Attitude adjustments
Many data destruction companies use techniques that they claim are ‘good enough.’ Our position is that when someone says ‘good enough’ that typically means that there is room for error and unnecessary risk. When it comes to data destruction, nobody wants to have any room for error internally or externally. This requires businesses to be more selective and do more auditing/researching of the methods that are being used to destroy their digital data, making sure that the company that is destroying their data meets established standards (DoD, NSA, NIST) and can indemnify their clients and themselves.

Dangers
The dangers of not being careful about data destruction are huge. If a data breach happens and effects your customers, one lawsuit can close a company. The fines alone can close a company. It quickly becomes clear that the room for error is nearly non- existent. Once square inch of a ‘shredded’ hard disk can yield nearly 300 pages of text. That would clearly be a big liability and once more, since shredding/punching/ bending/drilling a hard disk does not meet DoD, NSA or NIST standards, indemnity would be non-existent. CVS recently paid $2.25 million for it’s HIPAA data breach.

Advantages
The advantages to using established standards with a on-site company are quite numerous.
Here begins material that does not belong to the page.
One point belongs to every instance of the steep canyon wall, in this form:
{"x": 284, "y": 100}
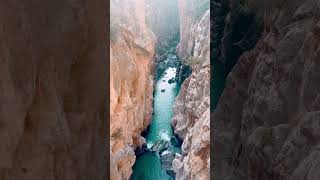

1. The first is that liability is minimized or simply non-existent since live data is not moved to another location, but rather processed in front of the clients eyes on their work site.
2. By using the best established methods on-site, this places a company in a safe and secure place.
3. The comfort that comes from knowing that your company is clearly indemnified will immediately lift unnecessary stress and allows the company to focus on other important things like making money. Safe Data Destruction provides on-site DoD/NSA/NIST hard disk data destruction. Safe Data also provides responsible asset recovery (getting rid of the old assets.)

Best practices:

• Wiping – Using software that created an audit trail of serial numbers and the date and the time. In the US, DoD wiping methods are the standard. We typically use 3 or 7 layer wiping meaning that the data is written over 3 or 7 times. There is another standard that wipes up to 32 times. The bad news is that wiping takes a long time depending on the size of the hard disk and the number of over writes. Secure Erase is another method but not all motherboards allow it’s use and it is only for newer IDE/SATA hard drives: it does not support SCSI or Fibre Channel. The other nifty thing about wiping is that the hard disk can be completely recycled unless there are bad blocks, in that case the hard disk would have to be demagnetized or obliterated.
• Demagnetization – Quite simply, demagnetizing the platters or the whole drive. DoD, NSA, NIST, and PCI. We currently demagnetize each platter, one side at a time. This is extremely lethal to data. (To see what this looks like)
• Obliteration – This is our term but it does involve grinding the magnetic surface off of the hard disk platters. This is in conformance with DoD. Other alternatives include incineration. The problem with incineration is that you cannot recycle the ashes.. whereas you can recycle the hard disk parts that are left over from obliteration.

The best overall focus with data destruction is to minimize the environmental impact while maximizing data destruction. So while wiping or secure erase minimizes environmental impact, their security level may not be enough for banks or the health industry or for businesses who handle credit card information (Sarbanes-Oxley, HIPAA, PCI.) Typically we talk with the client to find what their comfort level is with their data. As an example, we have a HIPAA client who demands that all hard disks are obliterated and another client (bank) required that the hard disk platters be demagnetized. So, depending on your business and what kind of data you have on it one or more of the above methods would protect a company legally.